Industrial espionage is a much more common occurrence than many people realize. As a business grows and begins to compete at a higher level, the stakes grow and their corporate secrets become more valuable. It isn’t just other businesses that might want this information, hackers who think they can sell the information will also be sniffing about.

Even if you can’t eliminate the risk entirely, there are certain things you can do to reduce the risk of a security breach in your business.

Shred Documents

While hackers do much of their work from their computers, they also often rely on a number of offline methods to enhance their effectiveness. For example, social engineering is regularly used to coerce people into unwittingly undermining otherwise very secure systems. Countering social engineering is difficult, although educating your employees about it will go a long way to mitigating the risk.

If a hacker wants to access your systems but is struggling to breach your cybersecurity, they may well turn to other methods to get through your security, including rummaging through bins for any discarded documents. If that sounds desperate to you, you might not realize just how often it works.

Make sure that any documentation that contains information that would be of interest to a would-be hacker, or corporate competitor, is completely destroyed when it is no longer needed. Make sure that if you use a shredder to do this, it is one that shreds documents securely.

Don’t Print Sensitive Information if You Don’t Have to

Of course, what would be better than having to securely destroy documents would be to not generate those documents to begin with. If you don’t have to print out sensitive information – don’t! If your sensitive documents are protected by a decent cybersecurity system, they will be about as safe as they can be. A physical document is much less secure.

Keep Your Schematics Under Wraps

Anyone who has access to the design schematics of your most important products will be able to reverse engineer them and probe them for weaknesses, even if they don’t have access to a physical device. Modern engineering businesses, like businesses in a number of other industries, make extensive use of printed circuit boards. If a competitor gets their hands on your PCB schematics, they can easily copy your proprietary technology.

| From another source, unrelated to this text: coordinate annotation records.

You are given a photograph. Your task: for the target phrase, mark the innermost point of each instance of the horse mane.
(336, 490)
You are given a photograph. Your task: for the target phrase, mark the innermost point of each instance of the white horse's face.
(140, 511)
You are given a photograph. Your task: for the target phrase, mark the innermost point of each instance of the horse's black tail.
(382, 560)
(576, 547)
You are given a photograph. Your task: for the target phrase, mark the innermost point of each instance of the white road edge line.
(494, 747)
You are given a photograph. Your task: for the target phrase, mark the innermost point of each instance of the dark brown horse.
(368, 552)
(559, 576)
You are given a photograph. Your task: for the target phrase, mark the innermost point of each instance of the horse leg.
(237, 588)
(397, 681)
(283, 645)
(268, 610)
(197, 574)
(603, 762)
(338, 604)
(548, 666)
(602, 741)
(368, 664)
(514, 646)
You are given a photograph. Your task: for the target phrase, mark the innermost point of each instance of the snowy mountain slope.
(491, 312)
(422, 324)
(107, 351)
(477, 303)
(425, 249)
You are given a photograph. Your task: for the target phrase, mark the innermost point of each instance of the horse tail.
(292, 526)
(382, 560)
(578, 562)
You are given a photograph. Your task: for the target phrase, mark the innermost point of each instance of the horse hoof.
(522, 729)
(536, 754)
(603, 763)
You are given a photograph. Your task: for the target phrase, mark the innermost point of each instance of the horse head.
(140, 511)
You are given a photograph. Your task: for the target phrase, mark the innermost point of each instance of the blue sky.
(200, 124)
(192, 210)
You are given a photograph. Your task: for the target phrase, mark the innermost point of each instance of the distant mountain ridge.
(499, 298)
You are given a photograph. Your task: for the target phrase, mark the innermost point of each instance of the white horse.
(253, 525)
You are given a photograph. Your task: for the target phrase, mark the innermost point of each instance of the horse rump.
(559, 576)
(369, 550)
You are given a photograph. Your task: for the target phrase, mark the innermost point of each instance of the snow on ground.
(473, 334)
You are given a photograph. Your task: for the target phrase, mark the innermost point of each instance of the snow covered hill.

Designing your own PCBs using Altium.com or a similar software package means that you can produce hardware that is unique to your engineering business. This should give you an added layer of security, as a potential hacker or criminal won’t know the internal layout and therefore won’t know what the potential entry points are. However, if they get their hands on your schematics, you instantly lose this benefit.

Keep it Need to Know

Your most sensitive corporate secrets shouldn’t be given to anyone who doesn’t need them. In any business, there will be coworkers who also become friends. Even if people only see each other when they’re at work, they will often develop friendly relationships with one another. It is important to maintain a distinction between business and pleasure – don’t feel bad about withholding sensitive information from someone that you trust if there is no reason for them to have that information.

If you want to keep your engineering business secure, you need to make sure that workers at all levels understand their individual role in ensuring the security of the business as a whole. All it takes is one clueless person to undermine even the most secure cybersecurity system.